In the function get_cts_en_GRNs
, variabled are defined
below:
obj
: Seurat
object composed of both RNA
and ATAC assays
celltype
: Name of the metadata column indicating
cell types
en.regs
: List of predicted eRegulons
peak.assay
: Name of the ATAC assay
rna.dims
: Number of RNA dimensions for multimodal
clustering using Seurat
atac.dims
: Number of ATAC dimensions for multimodal
clustering using Seurat
padj.cutoff
: Threshold of adjusted P-values when
mapping eRegulons onto cell types
out.dir
: Directory to save the final result and
intermediate results
time2 <- system.time( en.grns <- get_cts_en_GRNs(obj = pbmc, celltype = "predicted.id",
en.regs = en.regs, peak.assay = "peaks",
rna.dims = 50, atac.dims = 50,
padj.cutoff = 0.05,
out.dir = "./") )
qs::qsave(en.grns, paste0(work.dir, "eGRNs.qsave"))
names(en.grns[[1]])
## [1] "links" "cell.type" "cells"
head(en.grns[[1]]$links)
## GRanges object with 6 ranges and 2 metadata columns:
## seqnames ranges strand | gene TF
## <Rle> <IRanges> <Rle> | <character> <character>
## [1] chr1 25904959-25907184 * | MAN1C1 TCF12
## [2] chr1 25904959-25907184 * | STMN1 TCF12
## [3] chr1 45302959-45304454 * | EIF2B3 TCF12
## [4] chr1 45302959-45304454 * | ZSWIM5 TCF12
## [5] chr1 58783212-58785307 * | JUN TCF12
## [6] chr1 93179195-93181524 * | EVI5 TCF12
## -------
## seqinfo: 21 sequences from an unspecified genome; no seqlengths
message ("The running time of eGRN construction is: ", time2["elapsed"])
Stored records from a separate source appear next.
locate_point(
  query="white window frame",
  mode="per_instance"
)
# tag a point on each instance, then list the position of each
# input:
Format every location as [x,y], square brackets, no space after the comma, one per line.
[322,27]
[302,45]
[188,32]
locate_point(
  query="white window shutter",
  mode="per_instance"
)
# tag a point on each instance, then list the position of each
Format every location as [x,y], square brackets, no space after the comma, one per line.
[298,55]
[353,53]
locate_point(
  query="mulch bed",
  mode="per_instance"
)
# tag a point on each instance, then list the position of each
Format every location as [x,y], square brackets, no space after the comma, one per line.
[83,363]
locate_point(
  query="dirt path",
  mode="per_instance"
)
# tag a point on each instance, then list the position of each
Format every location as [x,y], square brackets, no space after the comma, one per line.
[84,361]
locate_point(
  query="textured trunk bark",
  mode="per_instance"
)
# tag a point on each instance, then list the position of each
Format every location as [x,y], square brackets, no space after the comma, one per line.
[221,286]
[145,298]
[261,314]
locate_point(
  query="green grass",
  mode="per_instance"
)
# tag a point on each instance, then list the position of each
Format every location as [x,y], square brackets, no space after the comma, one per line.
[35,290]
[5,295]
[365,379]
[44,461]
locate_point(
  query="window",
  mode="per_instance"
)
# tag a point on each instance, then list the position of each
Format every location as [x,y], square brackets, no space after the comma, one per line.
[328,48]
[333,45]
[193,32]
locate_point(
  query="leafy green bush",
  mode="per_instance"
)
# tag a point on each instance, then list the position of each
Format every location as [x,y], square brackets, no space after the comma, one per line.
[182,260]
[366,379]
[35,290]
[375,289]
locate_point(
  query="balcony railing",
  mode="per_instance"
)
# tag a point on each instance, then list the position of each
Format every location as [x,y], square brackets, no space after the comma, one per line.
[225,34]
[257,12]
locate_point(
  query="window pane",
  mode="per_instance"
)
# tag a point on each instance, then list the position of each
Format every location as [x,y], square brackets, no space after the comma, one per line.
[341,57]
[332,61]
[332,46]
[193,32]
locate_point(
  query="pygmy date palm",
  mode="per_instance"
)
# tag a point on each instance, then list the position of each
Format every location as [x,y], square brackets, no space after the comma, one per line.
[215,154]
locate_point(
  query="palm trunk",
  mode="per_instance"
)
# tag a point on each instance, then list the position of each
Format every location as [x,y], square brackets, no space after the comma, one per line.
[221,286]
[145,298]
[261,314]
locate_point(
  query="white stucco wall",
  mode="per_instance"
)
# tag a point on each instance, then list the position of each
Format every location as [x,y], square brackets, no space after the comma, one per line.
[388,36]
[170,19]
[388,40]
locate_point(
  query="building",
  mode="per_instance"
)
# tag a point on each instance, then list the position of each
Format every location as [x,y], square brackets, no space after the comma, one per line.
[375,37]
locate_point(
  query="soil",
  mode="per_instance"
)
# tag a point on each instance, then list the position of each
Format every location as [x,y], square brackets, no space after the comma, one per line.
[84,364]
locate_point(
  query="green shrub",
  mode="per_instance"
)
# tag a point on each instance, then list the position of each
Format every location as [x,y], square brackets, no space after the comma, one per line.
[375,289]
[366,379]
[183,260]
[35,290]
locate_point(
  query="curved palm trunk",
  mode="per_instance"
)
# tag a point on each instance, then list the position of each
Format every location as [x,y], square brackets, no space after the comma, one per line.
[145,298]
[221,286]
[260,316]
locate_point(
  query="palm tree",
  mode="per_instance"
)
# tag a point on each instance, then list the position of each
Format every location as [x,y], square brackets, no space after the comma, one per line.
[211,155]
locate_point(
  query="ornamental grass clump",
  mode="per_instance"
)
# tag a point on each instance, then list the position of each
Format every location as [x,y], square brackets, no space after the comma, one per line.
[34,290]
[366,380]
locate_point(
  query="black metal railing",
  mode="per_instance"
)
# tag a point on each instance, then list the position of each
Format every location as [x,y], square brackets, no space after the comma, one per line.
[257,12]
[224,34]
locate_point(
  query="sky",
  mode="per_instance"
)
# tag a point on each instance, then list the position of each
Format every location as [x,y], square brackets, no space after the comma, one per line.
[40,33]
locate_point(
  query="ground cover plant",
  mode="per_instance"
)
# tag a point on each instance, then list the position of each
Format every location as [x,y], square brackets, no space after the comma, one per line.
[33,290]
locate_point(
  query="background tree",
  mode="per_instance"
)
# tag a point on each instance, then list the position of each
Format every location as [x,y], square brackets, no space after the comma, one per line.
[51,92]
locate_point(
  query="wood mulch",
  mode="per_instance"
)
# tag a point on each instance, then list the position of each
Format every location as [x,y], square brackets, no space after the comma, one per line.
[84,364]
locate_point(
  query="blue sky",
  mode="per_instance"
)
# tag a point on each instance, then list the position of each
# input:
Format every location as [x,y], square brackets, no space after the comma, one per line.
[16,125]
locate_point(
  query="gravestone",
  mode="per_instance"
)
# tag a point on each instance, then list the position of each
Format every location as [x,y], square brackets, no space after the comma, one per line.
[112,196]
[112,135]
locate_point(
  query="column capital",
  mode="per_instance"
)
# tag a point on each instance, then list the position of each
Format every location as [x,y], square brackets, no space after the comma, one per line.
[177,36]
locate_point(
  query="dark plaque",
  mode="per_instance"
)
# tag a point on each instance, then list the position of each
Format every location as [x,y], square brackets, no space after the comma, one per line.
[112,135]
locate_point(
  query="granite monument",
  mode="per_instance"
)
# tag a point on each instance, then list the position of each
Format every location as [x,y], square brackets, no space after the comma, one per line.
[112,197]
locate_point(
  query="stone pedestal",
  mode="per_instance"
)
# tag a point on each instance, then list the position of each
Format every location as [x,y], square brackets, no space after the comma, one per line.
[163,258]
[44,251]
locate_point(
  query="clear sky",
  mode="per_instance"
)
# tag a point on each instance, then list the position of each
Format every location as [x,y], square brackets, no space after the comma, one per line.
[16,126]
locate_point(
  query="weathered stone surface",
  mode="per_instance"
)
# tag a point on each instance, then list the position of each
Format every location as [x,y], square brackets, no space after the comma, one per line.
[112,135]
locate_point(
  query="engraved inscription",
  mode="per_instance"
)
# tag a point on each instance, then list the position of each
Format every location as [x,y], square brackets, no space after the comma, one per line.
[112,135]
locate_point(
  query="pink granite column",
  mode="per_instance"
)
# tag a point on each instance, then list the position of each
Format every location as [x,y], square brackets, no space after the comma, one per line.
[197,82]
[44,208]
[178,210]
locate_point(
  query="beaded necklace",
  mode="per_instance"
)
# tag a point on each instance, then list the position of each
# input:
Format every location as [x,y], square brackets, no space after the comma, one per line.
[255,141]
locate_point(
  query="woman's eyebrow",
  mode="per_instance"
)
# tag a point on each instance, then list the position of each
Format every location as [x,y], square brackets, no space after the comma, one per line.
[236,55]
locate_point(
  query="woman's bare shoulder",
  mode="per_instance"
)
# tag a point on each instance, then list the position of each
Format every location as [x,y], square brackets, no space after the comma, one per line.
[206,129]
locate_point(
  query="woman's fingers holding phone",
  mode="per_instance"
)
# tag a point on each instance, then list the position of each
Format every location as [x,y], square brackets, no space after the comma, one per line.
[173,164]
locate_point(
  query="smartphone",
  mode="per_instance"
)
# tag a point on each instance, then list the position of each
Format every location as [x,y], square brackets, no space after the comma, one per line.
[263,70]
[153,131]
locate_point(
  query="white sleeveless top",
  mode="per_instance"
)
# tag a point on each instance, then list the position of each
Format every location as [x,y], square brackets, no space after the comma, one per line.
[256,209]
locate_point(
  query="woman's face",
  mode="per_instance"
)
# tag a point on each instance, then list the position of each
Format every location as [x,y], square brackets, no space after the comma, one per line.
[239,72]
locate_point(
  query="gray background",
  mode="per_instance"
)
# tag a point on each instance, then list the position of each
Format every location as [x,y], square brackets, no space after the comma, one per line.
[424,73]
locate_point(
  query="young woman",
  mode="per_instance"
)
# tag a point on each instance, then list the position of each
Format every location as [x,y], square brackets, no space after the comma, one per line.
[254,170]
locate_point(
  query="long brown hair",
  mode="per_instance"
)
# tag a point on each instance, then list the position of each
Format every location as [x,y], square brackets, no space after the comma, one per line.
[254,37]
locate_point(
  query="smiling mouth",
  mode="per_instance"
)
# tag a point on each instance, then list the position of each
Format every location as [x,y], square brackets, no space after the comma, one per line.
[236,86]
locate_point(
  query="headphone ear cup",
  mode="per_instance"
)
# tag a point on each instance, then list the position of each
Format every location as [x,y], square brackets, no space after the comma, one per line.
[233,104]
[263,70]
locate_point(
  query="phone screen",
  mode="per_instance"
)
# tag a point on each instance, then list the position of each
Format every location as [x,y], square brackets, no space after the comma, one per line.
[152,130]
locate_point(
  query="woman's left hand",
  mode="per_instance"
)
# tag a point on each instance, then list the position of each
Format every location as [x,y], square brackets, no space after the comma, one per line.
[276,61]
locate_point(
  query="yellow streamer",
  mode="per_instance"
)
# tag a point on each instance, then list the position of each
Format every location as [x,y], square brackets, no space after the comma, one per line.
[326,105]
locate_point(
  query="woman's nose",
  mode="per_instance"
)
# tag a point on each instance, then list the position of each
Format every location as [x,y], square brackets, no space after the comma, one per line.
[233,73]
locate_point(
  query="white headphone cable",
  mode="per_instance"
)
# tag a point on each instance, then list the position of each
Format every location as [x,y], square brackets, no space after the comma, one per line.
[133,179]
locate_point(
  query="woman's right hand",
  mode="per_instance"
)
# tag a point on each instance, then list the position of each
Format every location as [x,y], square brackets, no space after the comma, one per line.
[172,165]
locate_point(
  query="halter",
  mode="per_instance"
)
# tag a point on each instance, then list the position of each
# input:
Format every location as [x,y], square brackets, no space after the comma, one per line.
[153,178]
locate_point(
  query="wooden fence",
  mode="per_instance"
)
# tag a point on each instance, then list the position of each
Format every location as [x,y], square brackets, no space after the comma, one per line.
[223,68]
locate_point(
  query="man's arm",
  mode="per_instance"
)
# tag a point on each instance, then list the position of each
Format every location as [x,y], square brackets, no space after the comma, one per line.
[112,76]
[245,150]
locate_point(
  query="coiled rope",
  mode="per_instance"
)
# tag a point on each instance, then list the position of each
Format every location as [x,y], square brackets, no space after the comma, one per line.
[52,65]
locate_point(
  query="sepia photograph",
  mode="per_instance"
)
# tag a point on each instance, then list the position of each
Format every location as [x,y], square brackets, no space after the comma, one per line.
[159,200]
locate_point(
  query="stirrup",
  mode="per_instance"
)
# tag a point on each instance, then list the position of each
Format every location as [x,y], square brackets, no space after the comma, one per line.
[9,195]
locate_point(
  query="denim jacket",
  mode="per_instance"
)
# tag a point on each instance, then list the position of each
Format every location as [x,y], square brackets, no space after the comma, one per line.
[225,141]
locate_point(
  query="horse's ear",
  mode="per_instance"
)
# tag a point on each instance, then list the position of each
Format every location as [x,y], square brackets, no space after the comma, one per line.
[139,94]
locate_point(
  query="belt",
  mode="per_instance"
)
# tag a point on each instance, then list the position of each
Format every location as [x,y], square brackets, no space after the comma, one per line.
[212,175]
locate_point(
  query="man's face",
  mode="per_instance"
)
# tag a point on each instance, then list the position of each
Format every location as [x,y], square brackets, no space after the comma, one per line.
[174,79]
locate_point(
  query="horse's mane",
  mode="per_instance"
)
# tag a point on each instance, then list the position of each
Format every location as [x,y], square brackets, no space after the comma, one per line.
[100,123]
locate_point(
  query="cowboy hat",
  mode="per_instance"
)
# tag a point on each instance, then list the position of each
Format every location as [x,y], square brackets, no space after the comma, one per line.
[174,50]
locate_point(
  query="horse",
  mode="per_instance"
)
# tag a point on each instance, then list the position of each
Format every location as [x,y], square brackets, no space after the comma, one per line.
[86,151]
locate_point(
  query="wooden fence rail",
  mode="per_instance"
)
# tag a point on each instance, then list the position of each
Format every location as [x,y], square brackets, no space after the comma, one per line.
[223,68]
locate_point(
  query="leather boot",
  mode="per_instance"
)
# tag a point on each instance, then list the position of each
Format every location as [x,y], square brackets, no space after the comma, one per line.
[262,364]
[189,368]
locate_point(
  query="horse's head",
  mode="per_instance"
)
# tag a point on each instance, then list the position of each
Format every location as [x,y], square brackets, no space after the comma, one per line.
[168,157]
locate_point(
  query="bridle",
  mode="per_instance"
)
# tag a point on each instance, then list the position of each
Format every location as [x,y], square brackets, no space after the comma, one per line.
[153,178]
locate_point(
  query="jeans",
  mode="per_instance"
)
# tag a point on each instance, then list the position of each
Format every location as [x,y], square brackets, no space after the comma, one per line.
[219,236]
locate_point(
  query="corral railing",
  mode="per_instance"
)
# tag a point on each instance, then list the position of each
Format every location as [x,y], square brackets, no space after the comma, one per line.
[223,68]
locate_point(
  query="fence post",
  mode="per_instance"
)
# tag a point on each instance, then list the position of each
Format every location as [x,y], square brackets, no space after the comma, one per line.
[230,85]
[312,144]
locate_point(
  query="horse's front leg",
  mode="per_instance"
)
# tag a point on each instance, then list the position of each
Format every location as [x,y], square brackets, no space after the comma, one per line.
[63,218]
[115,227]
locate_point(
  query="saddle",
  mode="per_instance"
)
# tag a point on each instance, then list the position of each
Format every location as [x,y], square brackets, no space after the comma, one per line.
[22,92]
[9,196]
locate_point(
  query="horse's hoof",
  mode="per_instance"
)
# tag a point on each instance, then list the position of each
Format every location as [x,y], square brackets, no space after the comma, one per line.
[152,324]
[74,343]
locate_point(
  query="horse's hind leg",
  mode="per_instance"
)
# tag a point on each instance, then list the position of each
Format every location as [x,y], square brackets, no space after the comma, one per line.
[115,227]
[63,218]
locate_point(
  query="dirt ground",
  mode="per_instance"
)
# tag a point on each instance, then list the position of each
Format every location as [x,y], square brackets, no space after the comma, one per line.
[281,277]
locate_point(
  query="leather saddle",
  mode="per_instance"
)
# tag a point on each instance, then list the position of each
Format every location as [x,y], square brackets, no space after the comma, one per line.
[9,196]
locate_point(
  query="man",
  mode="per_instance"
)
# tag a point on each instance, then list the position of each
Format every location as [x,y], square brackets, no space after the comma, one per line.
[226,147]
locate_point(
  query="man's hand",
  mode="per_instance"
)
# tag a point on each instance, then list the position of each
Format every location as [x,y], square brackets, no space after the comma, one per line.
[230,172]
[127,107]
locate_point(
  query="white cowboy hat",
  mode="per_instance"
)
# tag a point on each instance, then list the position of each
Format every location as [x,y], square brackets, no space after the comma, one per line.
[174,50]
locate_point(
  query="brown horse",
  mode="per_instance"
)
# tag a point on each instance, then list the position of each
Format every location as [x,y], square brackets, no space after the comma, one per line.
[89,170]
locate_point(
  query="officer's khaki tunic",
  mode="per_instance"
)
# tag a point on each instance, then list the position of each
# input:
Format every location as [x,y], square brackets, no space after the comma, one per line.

## The running time of eGRN construction is: 1.28699999999992
Construct cell-type-specific eRegulons.
In the function get_cts_en_regs
, variables are
introduced as follows:
obj
: Seurat
object composed of both RNA
and ATAC assays
peak.assay
: Name of the ATAC assay
de.genes
: List of differentially expressed genes
(DEGs)
cts.en.grns
: Cell-type-specific eGRNs saved in
GRanges object, the name of each of which is cell type, and the GRanges
object contains metadata columns “gene” and “TF”.
out.dir
: Directory to save the final result and
intermediate results
celltype
: Name of the metadata column indicating
cell types
min.pct
: Cutoff of overlap percentage in calculating
DEGs
logfc.threshold
: Threshold of log-fold change in
predicting DEGs
padj.cutoff
: Cutoff of adjusted P-values in
identifying DEGs
time3 <- system.time( cts.en.regs <- get_cts_en_regs(obj = pbmc, peak.assay = "peaks", de.genes = NULL,
cts.en.grns = en.grns, out.dir = "./", celltype = "predicted.id",
min.pct = 0.25, logfc.threshold = 0.25, padj.cutoff = 0.05) )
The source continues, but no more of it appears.